Service sector

US service sector picks up speed in March; high input prices persist – ISM survey

WASHINGTON (Reuters) – U.S. service-sector activity picked up in March, boosted by the rollback of pandemic-related restrictions, but businesses continued to face higher costs as tensions supply persisted.

The Institute for Supply Management said on Tuesday its non-manufacturing activity index rebounded to 58.3 last month from a one-year low of 56.5 in February. This ended three consecutive months of declines in the index and also signaled a shift in spending towards services from goods.

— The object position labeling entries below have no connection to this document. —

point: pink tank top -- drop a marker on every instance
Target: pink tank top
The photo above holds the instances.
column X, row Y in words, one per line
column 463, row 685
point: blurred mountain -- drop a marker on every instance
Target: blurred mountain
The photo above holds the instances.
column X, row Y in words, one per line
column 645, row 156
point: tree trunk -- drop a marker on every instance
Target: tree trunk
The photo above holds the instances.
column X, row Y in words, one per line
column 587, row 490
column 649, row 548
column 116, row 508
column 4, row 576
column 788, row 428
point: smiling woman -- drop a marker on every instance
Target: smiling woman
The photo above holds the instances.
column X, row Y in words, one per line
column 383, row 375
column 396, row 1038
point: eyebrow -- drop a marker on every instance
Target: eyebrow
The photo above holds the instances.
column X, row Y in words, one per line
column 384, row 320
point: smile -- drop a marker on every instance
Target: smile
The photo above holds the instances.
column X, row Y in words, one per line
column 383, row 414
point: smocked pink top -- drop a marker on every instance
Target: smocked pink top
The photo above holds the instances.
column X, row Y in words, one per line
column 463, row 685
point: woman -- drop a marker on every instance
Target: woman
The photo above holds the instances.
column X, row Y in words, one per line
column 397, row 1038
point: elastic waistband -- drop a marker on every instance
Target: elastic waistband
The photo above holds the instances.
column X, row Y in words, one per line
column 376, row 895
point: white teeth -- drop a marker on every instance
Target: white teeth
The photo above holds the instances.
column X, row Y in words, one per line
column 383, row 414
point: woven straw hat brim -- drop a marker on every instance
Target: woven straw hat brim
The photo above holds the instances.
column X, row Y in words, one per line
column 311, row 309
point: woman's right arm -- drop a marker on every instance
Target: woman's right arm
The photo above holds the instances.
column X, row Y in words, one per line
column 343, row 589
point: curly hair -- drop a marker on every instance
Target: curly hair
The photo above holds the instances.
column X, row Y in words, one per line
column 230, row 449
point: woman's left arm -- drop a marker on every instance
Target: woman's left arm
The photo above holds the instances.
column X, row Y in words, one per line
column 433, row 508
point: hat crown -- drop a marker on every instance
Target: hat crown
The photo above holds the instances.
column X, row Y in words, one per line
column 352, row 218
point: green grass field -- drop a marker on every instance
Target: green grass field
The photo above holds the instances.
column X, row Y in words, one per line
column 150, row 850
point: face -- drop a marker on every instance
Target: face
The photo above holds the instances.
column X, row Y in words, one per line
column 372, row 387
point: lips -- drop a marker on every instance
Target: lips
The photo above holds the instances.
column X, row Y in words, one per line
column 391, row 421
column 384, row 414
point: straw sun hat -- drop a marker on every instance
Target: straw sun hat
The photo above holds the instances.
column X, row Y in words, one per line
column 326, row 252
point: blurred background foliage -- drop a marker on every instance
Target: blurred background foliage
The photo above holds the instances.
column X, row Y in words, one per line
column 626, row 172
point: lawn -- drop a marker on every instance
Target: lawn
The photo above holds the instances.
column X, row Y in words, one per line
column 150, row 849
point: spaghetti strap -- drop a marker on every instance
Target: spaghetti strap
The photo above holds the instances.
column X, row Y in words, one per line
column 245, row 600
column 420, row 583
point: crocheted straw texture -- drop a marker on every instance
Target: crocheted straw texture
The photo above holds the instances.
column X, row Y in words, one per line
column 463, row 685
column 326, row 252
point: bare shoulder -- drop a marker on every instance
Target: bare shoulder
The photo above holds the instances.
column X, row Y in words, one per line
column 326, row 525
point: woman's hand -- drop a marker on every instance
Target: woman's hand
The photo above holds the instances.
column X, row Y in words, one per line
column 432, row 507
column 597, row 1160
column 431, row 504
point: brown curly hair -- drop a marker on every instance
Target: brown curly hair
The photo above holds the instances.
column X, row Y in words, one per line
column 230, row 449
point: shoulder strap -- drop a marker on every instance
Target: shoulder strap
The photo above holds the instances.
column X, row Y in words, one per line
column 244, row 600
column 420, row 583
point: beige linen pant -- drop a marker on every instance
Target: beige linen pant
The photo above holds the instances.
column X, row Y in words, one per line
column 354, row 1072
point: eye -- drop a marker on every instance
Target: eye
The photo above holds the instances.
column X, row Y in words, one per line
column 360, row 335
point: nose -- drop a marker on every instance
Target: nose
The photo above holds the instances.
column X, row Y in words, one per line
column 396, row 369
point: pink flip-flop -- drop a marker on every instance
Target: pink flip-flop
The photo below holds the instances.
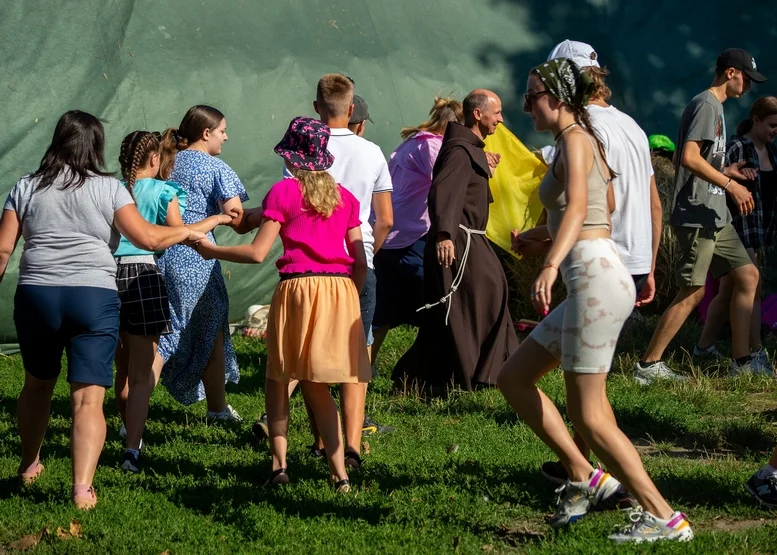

COVID-19 restrictions have been lifted across the country following a massive drop in coronavirus infections, triggering pent-up demand for services such as air travel and restaurants. The government announced last week that consumer spending on services rose the most in seven months in February, while spending on goods fell.

Economists polled by Reuters had expected the non-manufacturing index to rise to 58.4. A value above 50 indicates an expansion of the service sector, which accounts for more than two-thirds of US economic activity.

The ISM’s measure of new orders received by service businesses rebounded to a reading of 60.1 from a 12-month low of 56.1 in February.

Its services industry employment gauge jumped to 54.0 after falling to a year-and-a-half low of 48.5 February, which was also the sub-index’s first contraction since January 2021.

The strong demand for labor was confirmed on Friday by the March jobs report, which showed nonfarm payrolls increased by 431,000 jobs last month.

Despite increased hiring, service industries made little progress in reducing the backlog of unfinished work, indicating that shortages remained binding.

Russia’s war on Ukraine is worsening global supply constraints. Prices of commodities like oil and wheat have jumped since the invasion of Ukraine on February 24.

The ISM survey’s measure of order books at service businesses rose slightly to 64.5 last month after jumping to 64.2 in February. Its supplier deliveries gauge slipped to a still-high reading of 63.4 from 66.2 in February. A reading above 50 indicates slower deliveries.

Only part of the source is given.